Digital Acceleration Redefines the Future of Work
Harvard Business Review Analytic Services found that not all digitization efforts are created equal. Enabling remote work was top of mind at the start of the pandemic, but now companies are looking for ways to glean more business value and sharpen their competitive position with their acceleration efforts.
To better understand how the Covid-19 pandemic has changed the speed of digitally enabling work, the workforce, and the workplace, Workday sponsored research by Harvard Business Review Analytic Services, and they surveyed leaders in a variety of industries and geographies. As you’ll see in the following report, which includes WWT's Joe Berger, Harvard Business Review Analytic Services found that not all digitization efforts are created equal.

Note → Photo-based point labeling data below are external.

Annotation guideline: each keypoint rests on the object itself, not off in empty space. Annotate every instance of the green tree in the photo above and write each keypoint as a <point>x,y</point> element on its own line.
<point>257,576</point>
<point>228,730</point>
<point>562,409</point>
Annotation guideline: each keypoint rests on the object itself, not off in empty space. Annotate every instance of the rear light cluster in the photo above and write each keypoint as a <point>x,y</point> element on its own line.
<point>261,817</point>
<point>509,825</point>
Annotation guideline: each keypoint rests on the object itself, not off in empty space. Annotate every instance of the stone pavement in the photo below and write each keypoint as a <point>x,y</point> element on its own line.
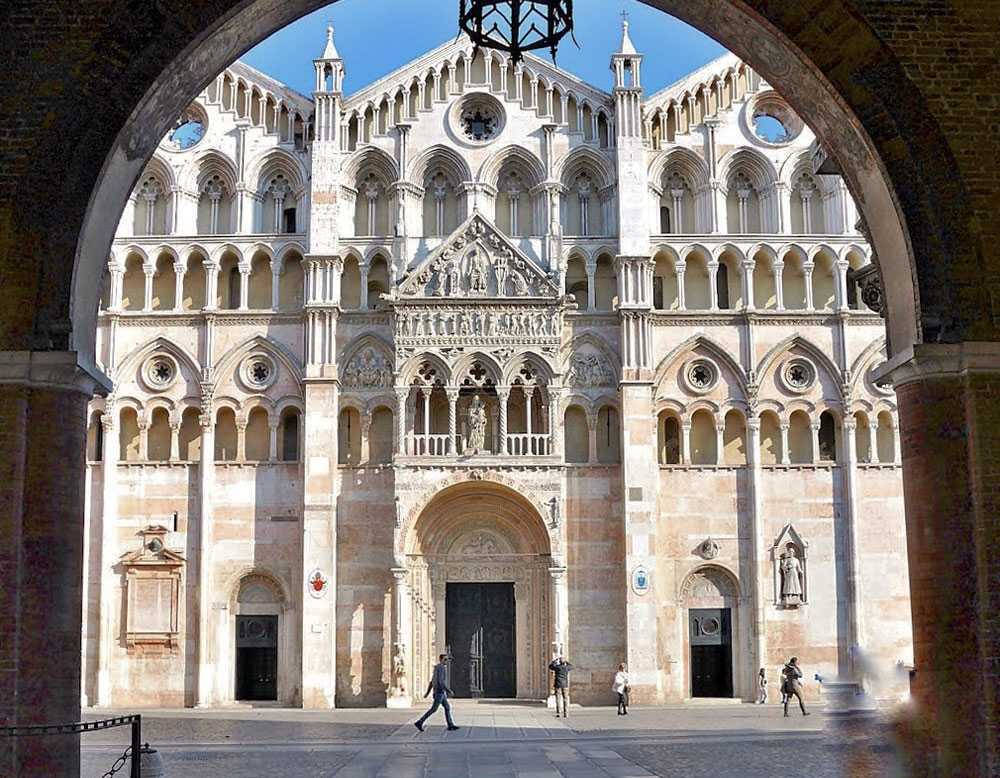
<point>495,741</point>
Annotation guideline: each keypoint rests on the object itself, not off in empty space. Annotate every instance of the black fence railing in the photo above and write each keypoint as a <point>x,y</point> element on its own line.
<point>133,751</point>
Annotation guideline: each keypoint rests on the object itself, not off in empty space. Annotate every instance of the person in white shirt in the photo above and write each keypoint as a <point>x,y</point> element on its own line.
<point>621,688</point>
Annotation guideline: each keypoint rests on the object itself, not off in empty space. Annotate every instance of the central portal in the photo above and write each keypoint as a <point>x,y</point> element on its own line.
<point>480,633</point>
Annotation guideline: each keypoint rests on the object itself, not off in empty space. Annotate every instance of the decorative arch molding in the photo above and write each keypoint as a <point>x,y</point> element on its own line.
<point>715,349</point>
<point>257,575</point>
<point>864,360</point>
<point>371,159</point>
<point>159,344</point>
<point>498,483</point>
<point>440,157</point>
<point>725,580</point>
<point>752,163</point>
<point>584,159</point>
<point>228,363</point>
<point>689,165</point>
<point>208,163</point>
<point>599,344</point>
<point>408,372</point>
<point>771,358</point>
<point>489,172</point>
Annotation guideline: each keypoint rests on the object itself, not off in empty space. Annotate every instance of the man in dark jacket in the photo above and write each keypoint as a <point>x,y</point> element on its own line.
<point>439,685</point>
<point>560,683</point>
<point>792,685</point>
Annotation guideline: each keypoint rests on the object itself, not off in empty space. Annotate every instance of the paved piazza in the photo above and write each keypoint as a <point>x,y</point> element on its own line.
<point>496,741</point>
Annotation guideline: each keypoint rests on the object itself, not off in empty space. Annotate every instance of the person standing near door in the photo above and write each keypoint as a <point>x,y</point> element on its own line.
<point>439,685</point>
<point>560,682</point>
<point>793,684</point>
<point>620,687</point>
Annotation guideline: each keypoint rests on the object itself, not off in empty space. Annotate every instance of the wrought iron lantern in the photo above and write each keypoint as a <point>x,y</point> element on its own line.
<point>516,26</point>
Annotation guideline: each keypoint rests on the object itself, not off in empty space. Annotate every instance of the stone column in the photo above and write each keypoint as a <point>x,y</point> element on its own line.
<point>679,269</point>
<point>402,394</point>
<point>807,268</point>
<point>400,693</point>
<point>949,403</point>
<point>592,436</point>
<point>713,288</point>
<point>855,635</point>
<point>757,552</point>
<point>452,393</point>
<point>109,595</point>
<point>205,692</point>
<point>43,407</point>
<point>180,269</point>
<point>147,298</point>
<point>503,394</point>
<point>591,267</point>
<point>319,545</point>
<point>560,611</point>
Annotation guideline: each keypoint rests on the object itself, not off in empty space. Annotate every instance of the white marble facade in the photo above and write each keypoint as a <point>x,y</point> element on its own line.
<point>484,322</point>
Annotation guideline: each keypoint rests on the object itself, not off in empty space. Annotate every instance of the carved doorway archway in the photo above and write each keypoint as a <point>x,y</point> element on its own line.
<point>482,533</point>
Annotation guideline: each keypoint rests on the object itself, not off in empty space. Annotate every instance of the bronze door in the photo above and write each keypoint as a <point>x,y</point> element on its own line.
<point>257,658</point>
<point>711,652</point>
<point>480,632</point>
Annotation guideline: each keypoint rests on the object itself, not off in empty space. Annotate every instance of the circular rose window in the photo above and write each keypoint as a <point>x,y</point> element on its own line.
<point>259,372</point>
<point>159,372</point>
<point>700,376</point>
<point>798,375</point>
<point>478,119</point>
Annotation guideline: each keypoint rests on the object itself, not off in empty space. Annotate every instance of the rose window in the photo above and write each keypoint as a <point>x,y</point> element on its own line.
<point>798,375</point>
<point>159,373</point>
<point>258,372</point>
<point>479,124</point>
<point>701,376</point>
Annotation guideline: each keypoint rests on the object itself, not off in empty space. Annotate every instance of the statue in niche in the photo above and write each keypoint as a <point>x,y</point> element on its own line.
<point>477,273</point>
<point>791,577</point>
<point>477,426</point>
<point>451,282</point>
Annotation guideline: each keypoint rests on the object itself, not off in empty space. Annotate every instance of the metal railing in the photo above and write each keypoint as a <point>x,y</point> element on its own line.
<point>133,751</point>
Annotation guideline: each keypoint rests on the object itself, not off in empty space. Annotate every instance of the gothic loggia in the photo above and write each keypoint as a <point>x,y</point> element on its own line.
<point>485,359</point>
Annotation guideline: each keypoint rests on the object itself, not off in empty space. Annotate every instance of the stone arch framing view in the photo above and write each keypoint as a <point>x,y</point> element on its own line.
<point>855,123</point>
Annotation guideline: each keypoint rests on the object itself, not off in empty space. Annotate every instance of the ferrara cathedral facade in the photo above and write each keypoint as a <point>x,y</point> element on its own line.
<point>487,361</point>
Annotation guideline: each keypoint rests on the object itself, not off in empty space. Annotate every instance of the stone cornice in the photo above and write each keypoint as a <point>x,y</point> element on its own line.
<point>939,360</point>
<point>53,370</point>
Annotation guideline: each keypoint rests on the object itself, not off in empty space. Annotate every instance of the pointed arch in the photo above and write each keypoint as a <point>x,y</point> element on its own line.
<point>228,362</point>
<point>715,349</point>
<point>797,341</point>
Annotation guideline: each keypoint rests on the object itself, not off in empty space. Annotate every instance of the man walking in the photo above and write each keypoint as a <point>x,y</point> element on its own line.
<point>560,683</point>
<point>439,685</point>
<point>793,684</point>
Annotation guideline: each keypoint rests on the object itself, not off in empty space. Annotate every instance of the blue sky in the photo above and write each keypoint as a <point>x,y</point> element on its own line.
<point>377,36</point>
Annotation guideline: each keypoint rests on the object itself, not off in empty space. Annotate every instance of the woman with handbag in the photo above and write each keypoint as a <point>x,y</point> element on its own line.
<point>621,688</point>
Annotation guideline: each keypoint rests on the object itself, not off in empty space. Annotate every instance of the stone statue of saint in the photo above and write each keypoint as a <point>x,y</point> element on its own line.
<point>477,273</point>
<point>791,577</point>
<point>477,426</point>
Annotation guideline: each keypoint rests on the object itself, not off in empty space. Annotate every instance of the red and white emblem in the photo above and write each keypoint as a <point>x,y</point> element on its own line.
<point>318,583</point>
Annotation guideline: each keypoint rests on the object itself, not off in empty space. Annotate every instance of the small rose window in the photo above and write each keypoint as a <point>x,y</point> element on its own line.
<point>701,376</point>
<point>798,375</point>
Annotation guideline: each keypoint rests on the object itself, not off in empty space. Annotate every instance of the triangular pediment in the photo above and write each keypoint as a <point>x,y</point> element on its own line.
<point>478,262</point>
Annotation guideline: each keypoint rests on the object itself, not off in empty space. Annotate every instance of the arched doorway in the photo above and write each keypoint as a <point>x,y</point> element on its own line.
<point>482,588</point>
<point>257,643</point>
<point>709,613</point>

As corporate and work environments continue to evolve, digital acceleration spurred by the Covid-19 pandemic has only heightened expectations about the speed and effectiveness of that evolution. That pandemic-related digital acceleration was necessary to secure immediate economic survival, but it ended up doing something more—setting a new normal in terms of organizational speed. So, while the original intention was to quickly enable remote work, organizations now see digital acceleration as a more permanent part of the effort to realize business outcomes.
Eighty-six percent of the 326 business executives across different functions surveyed by Harvard Business Review Analytic Services in April 2021 say their organization had accelerated its digital transformation during the pandemic. Of those 279 executives who responded that way, 91% plan to maintain the heightened pace of digital transformation post–Covid-19—or to move even faster—speaking to just how permanent they view this shift in speed to be.

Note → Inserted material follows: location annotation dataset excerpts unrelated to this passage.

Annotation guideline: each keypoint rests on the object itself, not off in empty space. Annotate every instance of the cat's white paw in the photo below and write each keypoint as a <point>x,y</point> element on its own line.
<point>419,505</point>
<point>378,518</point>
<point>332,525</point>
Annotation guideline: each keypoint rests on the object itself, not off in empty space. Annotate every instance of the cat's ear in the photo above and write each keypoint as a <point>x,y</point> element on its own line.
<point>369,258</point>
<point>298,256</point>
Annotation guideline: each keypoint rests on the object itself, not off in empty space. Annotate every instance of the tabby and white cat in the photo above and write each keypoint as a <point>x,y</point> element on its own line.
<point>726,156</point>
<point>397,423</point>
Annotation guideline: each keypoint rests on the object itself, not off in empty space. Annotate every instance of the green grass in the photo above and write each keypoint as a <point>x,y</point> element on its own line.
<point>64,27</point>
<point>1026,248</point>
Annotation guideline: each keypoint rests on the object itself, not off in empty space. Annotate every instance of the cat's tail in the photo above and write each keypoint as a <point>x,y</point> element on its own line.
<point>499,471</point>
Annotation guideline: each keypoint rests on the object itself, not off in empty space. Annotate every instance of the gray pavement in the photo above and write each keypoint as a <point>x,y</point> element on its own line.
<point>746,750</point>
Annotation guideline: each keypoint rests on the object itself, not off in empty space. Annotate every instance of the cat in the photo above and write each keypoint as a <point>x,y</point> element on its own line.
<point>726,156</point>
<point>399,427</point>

That “great acceleration,” however, did not always come with optimal results in terms of productivity, scope, or speed. After all, the survey reveals that not all companies were well-prepared for the digital acceleration necessary during the pandemic. Fewer than half of survey respondents (45%) strongly agree that they were able to accelerate digital initiatives and stay productive at the same time. Only one-quarter of respondents strongly agree that they were able to accelerate the digitization of all the processes that they set out to digitize during the pandemic, and just 28% say they have been able to transform as fast as they needed to over the past year.

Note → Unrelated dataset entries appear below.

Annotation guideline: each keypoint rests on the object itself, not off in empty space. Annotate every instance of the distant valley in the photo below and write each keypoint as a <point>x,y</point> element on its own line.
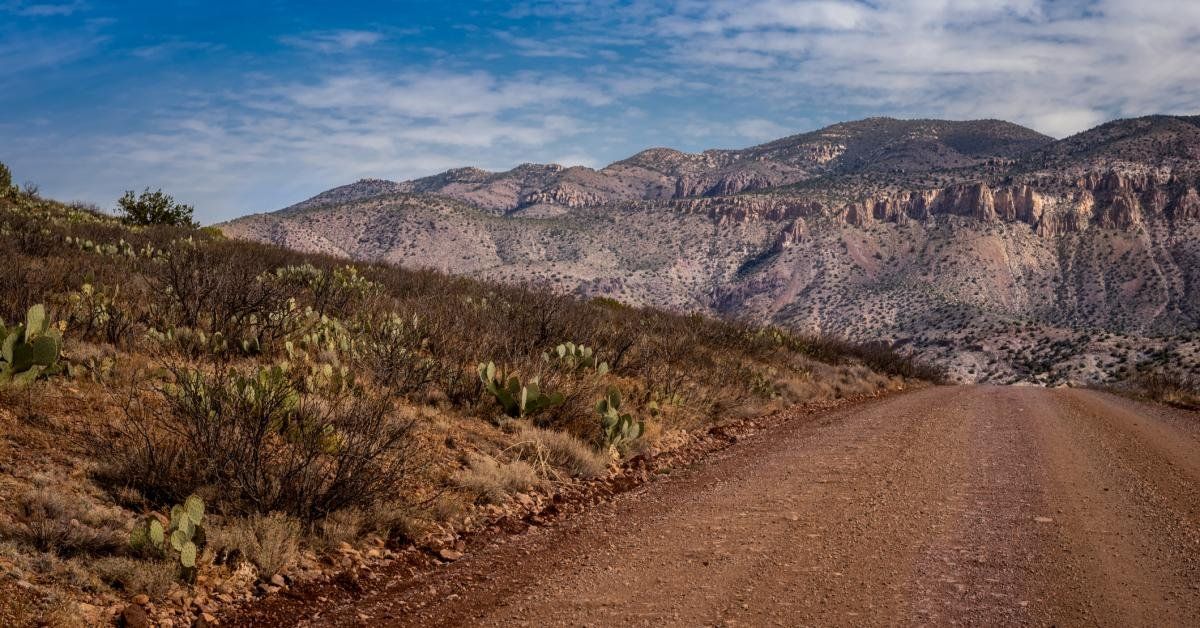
<point>1003,253</point>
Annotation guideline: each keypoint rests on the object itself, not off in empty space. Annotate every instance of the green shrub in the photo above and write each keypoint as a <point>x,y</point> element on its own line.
<point>154,208</point>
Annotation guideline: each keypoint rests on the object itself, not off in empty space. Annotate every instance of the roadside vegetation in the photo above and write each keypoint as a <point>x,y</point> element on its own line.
<point>189,420</point>
<point>1168,388</point>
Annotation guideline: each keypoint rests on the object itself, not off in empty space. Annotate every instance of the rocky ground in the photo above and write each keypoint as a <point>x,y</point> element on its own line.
<point>970,504</point>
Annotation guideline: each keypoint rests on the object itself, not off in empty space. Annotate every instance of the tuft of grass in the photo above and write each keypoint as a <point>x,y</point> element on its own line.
<point>491,480</point>
<point>270,542</point>
<point>153,578</point>
<point>561,450</point>
<point>1164,388</point>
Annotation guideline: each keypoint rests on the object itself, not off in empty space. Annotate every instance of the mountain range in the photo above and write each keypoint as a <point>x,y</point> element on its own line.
<point>1003,253</point>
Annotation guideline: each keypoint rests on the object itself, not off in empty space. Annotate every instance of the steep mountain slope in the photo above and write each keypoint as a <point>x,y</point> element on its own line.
<point>985,245</point>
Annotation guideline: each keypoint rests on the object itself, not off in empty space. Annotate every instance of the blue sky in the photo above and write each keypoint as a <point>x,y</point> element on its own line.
<point>246,107</point>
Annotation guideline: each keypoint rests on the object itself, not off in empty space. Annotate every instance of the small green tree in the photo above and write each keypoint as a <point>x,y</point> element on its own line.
<point>154,208</point>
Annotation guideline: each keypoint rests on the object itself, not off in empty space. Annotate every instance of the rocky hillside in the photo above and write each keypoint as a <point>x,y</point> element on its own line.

To ensure productivity and efficiency, it is important to keep track of the right metrics, says Joe Berger, senior director, digital workspace practice at World Wide Technology (WWT). Keeping such metrics is not an easy task, considering the amount of data being generated by interactions between employees and everyone they do business with, including customers, partners, and coworkers. Instead of analyzing superficial data about the attendance or frequency of meetings, data analytics should be aimed at measuring business goals, says Berger.